2015-03-09 Thread nha pham
I do not know exactly, one thing I can imagine is: it turns the worst case
of binary insertion sort to best case.
With sorted array in range of 32 or 64 items, built from zero element. The
new element you put into the sorted list has a high chance of being the
smallest or the the highest of the sorted list (or nearly highest or nearly
smallest)

If that case happen, the old binary insertion sort will have the
investigate all the list, while with my idea, it just have to compare more
1-2 times.
I will try to run more test an more thinking to make sure though.

On Mon, Mar 9, 2015 at 11:48 AM, nha pham phq...@gmail.com wrote:

 I do not know exactly, one thing I can imagine is: it turns the worst case
 of binary insertion sort to best case.
 With sorted array in range of 32 or 64 items, built from zero element. The
 new element you put into the sorted list has a high chance of being the
 smallest or the the highest of the sorted list (or nearly highest or nearly
 smallest)

 If that case happen, the old binary insertion sort will have the
 investigate all the list, while with my idea, it just have to compare more
 1-2 times.
 I will try to run more test an more thinking to make sure though.
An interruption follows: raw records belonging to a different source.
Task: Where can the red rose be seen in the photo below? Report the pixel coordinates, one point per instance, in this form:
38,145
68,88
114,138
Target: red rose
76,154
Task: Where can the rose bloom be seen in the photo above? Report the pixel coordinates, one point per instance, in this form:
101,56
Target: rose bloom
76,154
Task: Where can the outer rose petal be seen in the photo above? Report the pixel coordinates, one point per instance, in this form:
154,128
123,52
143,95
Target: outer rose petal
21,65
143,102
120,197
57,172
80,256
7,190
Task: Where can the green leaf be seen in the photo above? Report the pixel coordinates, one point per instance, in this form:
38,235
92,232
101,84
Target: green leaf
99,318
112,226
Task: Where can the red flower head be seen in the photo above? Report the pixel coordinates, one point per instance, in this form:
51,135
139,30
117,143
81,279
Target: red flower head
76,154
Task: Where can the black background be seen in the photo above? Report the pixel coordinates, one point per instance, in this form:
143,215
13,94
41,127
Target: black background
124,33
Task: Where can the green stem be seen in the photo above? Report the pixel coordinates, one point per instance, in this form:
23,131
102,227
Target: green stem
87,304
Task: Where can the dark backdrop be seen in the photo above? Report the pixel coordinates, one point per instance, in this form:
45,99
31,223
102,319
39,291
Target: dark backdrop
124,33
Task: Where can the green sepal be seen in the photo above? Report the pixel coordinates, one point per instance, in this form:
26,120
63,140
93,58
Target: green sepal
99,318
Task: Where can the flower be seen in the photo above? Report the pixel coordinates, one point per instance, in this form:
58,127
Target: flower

 On Mon, Mar 9, 2015 at 10:39 AM, Isaac Schwabacher ischwabac...@wisc.edu
 wrote:

 On 15-03-08, nha pham
  wrote:
 
  We can optimize the TimSort algorithm by optimizing its binary
 insertion sort.
 
  The current version of binary insertion sort use this idea:
 
  Use binary search to find a final position in sorted list for a new
 element X. Then insert X to that location.
 
  I suggest another idea:
 
  Use binary search to find a final postion in sorted list for a new
 element X. Before insert X to that location, compare X with its next
 element.
 
  For the next element, we already know if it is lower or bigger than X,
 so we can reduce the search area to the left side or on the right side of X
 in the sorted list.

 I don't understand how this is an improvement, since with binary search
 the idea is that each comparison cuts the remaining list to search in half;
 i.e., each comparison yields one bit of information. Here, you're spending
 a comparison to cut the list to search at the element you just inserted,
 which is probably not right in the middle. If you miss the middle, you're
 getting on average less than a full bit of information from your
 comparison, so you're not reducing the remaining search space by as much as
 you would be if you just compared to the element in the middle of the list.

  I have applied my idea on java.util. ComparableTimSort.sort() and
 testing. The execute time is reduced by 2%-6% with array of random integer.

 For all that, though, experiment trumps theory...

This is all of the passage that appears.